Toutes les fins de relations ne sont pas idyllique comme on se l’imagine avec aisance. Les femmes ont besoin d’un large recul afin de se reconstruire et de cautériser certaines blessures. Même si une nouvelle vie s’offrent à elles, avec un sentiment de renouveau et d’indépendance (pour celles à l’issue d’un divorce chaotique). Le rêve est parfois rejoint par une cruelle réalité , la peur de l’échec face à cette vie nouvelle, mais aussi la peur d’être juger, peur du regard d’un exépoux, crainte des enfants et de ne pas amortir la chute…autant de raisons qui freinent parfois la femme dans ses élans shidouh’iques et son envie de reconstruire un foyer Juif.

Casser le cliché du « J’ai raté mon couple , j’ai raté ma vie »

On ne panique pas et même si les difficultés sont nouvelles, Hashem vous offre un temps pas toujours évident mais un temps certes voué à la reconstruction de soi.
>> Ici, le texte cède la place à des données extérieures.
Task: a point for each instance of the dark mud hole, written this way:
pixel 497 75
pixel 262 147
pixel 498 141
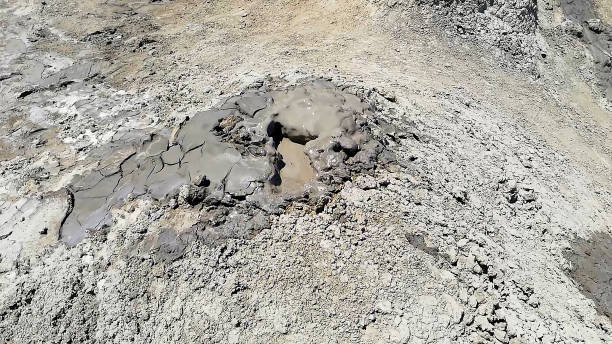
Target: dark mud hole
pixel 591 262
pixel 239 163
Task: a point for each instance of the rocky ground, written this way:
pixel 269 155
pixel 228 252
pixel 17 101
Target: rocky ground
pixel 469 199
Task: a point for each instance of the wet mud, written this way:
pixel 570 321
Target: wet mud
pixel 591 268
pixel 250 157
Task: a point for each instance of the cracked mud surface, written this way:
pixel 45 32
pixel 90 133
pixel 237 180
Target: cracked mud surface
pixel 196 165
pixel 356 171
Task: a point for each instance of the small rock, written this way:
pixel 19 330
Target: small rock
pixel 595 25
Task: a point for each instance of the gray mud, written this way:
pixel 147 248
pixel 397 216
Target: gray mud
pixel 262 147
pixel 591 268
pixel 596 34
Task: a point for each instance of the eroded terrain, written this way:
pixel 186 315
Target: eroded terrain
pixel 355 171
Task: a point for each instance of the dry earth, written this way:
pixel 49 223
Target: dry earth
pixel 486 218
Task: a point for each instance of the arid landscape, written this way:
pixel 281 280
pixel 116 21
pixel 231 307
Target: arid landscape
pixel 342 171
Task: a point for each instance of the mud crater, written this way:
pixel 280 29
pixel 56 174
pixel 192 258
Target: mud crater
pixel 241 162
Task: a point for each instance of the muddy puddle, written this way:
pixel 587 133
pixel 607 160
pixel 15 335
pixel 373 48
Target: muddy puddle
pixel 591 269
pixel 252 155
pixel 296 171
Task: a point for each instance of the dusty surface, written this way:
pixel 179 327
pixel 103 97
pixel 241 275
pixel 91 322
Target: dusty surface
pixel 485 217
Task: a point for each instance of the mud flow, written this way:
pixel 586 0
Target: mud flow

Fixez vous des priorités et qui sait profitez en afin de vous rapprocher un petit peu du Tout Puissant, dans ce sens vous comprendrez alors que votre famille n’est plus vraiment « mono »parentale puisque HKBH est à vos cotés en permanence. N’ayez pas peur dans vos débuts de « rester seule » au moins durant quelques temps vous aurez un peu à loisir de penser à vous et d’offrir à vos enfants et proches des moments précieux dont vous ne disposiez pas suffisamment auparavant. Ne vous laissez pas mener par le bout du nez par le chantage affectif d’un enfant « si tu ne me donnes pas ca, je pars chez papa », qui dit nouvelle vie, dit nouvelles règles, souplesse et rigueur toujours dans un cadre de pudeur. Nous terminons cet article en souhaitant bonne chance à toutes ses mères courage, riches ou pauvres, aidées ou non, en mode reconstruction de soi ou en phase de réflexion, un grand kol hakavod pour votre mérite, il est exemplaire.